Vou recebê-los de mão beijada. Sem pagar vintém. E ao mesmo tempo, reforço a
boa vontade do Bey de Tunis para comigo a respeito de futuros negócios”.
Foi
o comentário que Leopoldo fez para si mesmo após ausentar-se o árabe. Fazia
anos que o aventureiro Verdier era um negreiro desalmado. Entregue desde sua
juventude a esse tráfico infame, tinha amealhado uma grande fortuna, feita com
sangue, suor e lágrimas infinitas de suas milhares de vítimas.
E
o árabe teve razão quando disse que o vil Leopoldo só uma coisa amava neste
mundo: o dinheiro, por sujo ou maldito que fosse. A beleza e o encanto
angelical de "Flor de Amor" foram tentação muito forte para ele,
porém ainda o seduziu com mais força a oferta de trezentas criaturas para
escravizar, para tirar-lhes a pátria, a família e a liberdade, pondo-os sob o
domínio da chibata dos capatazes das fazendas e à mercê do capricho dos seus
compradores, quase sempre cruéis e injustos.
Pouco
depois, o aventureiro fez soar uma campainha e ao criado que se apresentou
ordenou-lhe:
-
Diga a dona Margot que a estou esperando.
A
governanta se apressou a atender o chamado do seu patrão.
-
Espero que você não tenha dito a Maria "Flor de Amor" os
"negócios" a que realmente se dedica meu visitante Muley Efrim -
disse Leopoldo apenas teve Margot diante de seus olhos.
-
Certamente que não - apressou-se a responder a governanta. - Somente temos
conversado a respeito do senhor.
Eu
lhe disse que o dono desta fazenda é um homem generoso, de grande coração, que
ela será loucamente amada pelo senhor e que...
-
Não, não é isso o que de agora em diante quero que você fale com ela. Diga-lhe
que eu vou respeitá-la como se fosse minha irmã ou minha filha. Que nada tem a
temer. Que pode estar tranquila no recinto de minha fazenda... Onde não penso
tê-la reclusa. Ela reaverá sua liberdade, disporá de seu destino... Desde logo,
não agora mesmo... Na primeira oportunidade eu mesmo a acompanharei até Nova
Orleans.
-
Então, o senhor vai desfazer-se dessa menina tão linda...
-
Sim. Mas você já me conhece de muitos anos... Isso que lhe acabo de falar são
lorotas que você transmitirá a "Flor de Amor" para que ela possa
comer com apetite, cuidar de sua beleza, não ficar pálida, nem desnutrida...

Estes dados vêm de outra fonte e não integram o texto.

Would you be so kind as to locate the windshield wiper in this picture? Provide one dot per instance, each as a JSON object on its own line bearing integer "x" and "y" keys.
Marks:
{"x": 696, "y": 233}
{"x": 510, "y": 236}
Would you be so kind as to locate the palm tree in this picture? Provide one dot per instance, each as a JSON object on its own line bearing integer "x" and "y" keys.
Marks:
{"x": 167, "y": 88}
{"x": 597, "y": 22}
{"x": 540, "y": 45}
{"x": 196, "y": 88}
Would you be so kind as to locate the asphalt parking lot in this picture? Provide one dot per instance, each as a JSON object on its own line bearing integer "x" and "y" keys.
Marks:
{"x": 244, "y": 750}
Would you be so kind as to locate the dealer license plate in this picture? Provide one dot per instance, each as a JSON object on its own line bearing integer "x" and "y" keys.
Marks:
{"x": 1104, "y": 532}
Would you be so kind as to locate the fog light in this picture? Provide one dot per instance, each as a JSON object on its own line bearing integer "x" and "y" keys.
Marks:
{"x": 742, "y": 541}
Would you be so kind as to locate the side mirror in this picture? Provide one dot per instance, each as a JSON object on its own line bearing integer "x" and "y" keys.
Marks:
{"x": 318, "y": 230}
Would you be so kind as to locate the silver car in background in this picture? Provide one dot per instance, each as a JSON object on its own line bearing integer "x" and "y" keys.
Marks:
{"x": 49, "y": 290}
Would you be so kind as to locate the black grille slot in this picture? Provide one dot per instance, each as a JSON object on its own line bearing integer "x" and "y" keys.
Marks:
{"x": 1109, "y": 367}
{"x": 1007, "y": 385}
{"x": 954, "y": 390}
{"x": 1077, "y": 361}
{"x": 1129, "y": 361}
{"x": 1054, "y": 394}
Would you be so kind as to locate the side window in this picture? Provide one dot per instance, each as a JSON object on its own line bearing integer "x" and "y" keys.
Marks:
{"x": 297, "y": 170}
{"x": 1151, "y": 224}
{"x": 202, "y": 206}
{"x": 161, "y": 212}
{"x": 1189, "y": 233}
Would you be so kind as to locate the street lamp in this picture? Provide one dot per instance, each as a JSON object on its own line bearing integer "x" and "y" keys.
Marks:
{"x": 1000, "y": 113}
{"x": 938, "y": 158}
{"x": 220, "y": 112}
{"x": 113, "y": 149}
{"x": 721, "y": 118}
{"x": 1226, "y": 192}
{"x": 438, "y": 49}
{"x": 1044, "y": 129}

Você viu meu amigo Muley Efrim. Ele vai levar consigo "Flor de Amor"
para ela ser a escrava favorita no harém do Bey de Tunis. Mas... Silêncio!...
Este é um segredo a ser guardado por nós dois. Um deslize seu e você me paga
com a vida.
-
Ofende-me que o senhor duvide da minha discrição. O senhor bem sabe que nunca falei
de seus negócios com pessoa alguma. Sei calar...
-
Só comportando-se assim, Margot, você poderá continuar sendo a minha
governanta. - Agora, já sabe, incuta confiança a Maria "Flor de
Amor". Convença-a de que não vai cair nos meus braços... De que não
tardará em dispor de sua liberdade... Que eu mesmo a levarei até Nova
Orleans... Que estou profundamente arrependido de meu comportamento anterior...
-
Está bem, senhor Leopoldo, suas ordens serão cumpridas com a exatidão de sempre
- prometeu Margot.
Maria
"Flor de Amor" tinha saído de seu quarto e, percorrendo um comprido
corredor que conduzia até o jardim da fazenda, de repente a jovem escutou o
rumor de um pranto sufocado. Uma porta estava entreaberta.
A
jovem a abriu totalmente e penetrou num mísero quarto, onde, sentada no
enxergão de paupérrimo leito uma mulher ainda jovem chorava desconsoladamente.
"Flor
de Amor" a reconheceu em seguida. Era a dócil e bondosa escrava que lhe
servia as refeições e cuidava da limpeza dos seus aposentos.
-
Dolores! - exclamou Maria "Flor de Amor", cheia de compaixão. - Que
há com você, querida?
A
moça ergueu seus belos olhos negros de mulata, nos quais se podia ler angústia
e desespero, e os fixou em Maria "Flor de Amor", ao mesmo tempo em
que, de seus lábios trêmulos brotou esta resposta:
-
Choro porque sou a mais infortunada das mulheres! Sou mãe, adoro minha filha, e
devo perdê-la para sempre. Para nunca mais vê-la, pois vão levá-la para longe
daqui, sabe Deus para onde e... Dona Maria, está vendo essa menina que agora
dorme sonhando com os anjos, na minha cama?
-
Sua filha Ritinha! Um encanto de criança! - ponderou Maria "Flor de
Amor". - Ela é muito minha amiguinha. Gosta de aparecer pelos meus
aposentos e eu brinco com ela. Seus onze anos são adoráveis. É linda, é uma
simpatia!
-
Pois vão tirar minha filha querida, nascida das minhas entranhas, nunca mais
poderei vê-la, para sempre ignorarei seu paradeiro... Vão levá-la para longe,
muito longe, sabe Deus onde, - respondeu Dolores, com a máxima aflição que
possa experimentar a alma torturada de uma mãe.
-
E isso, por quê? - perguntou toda surpresa Maria "Flor de Amor". -
Quem vai separá-la de sua filhinha?
-
Quem vai ser? O senhor Leopoldo! Esta noite passada recebeu a visita de um dos
negreiros traficantes. É um tal Dimas, a quem todos chamam de "Caim".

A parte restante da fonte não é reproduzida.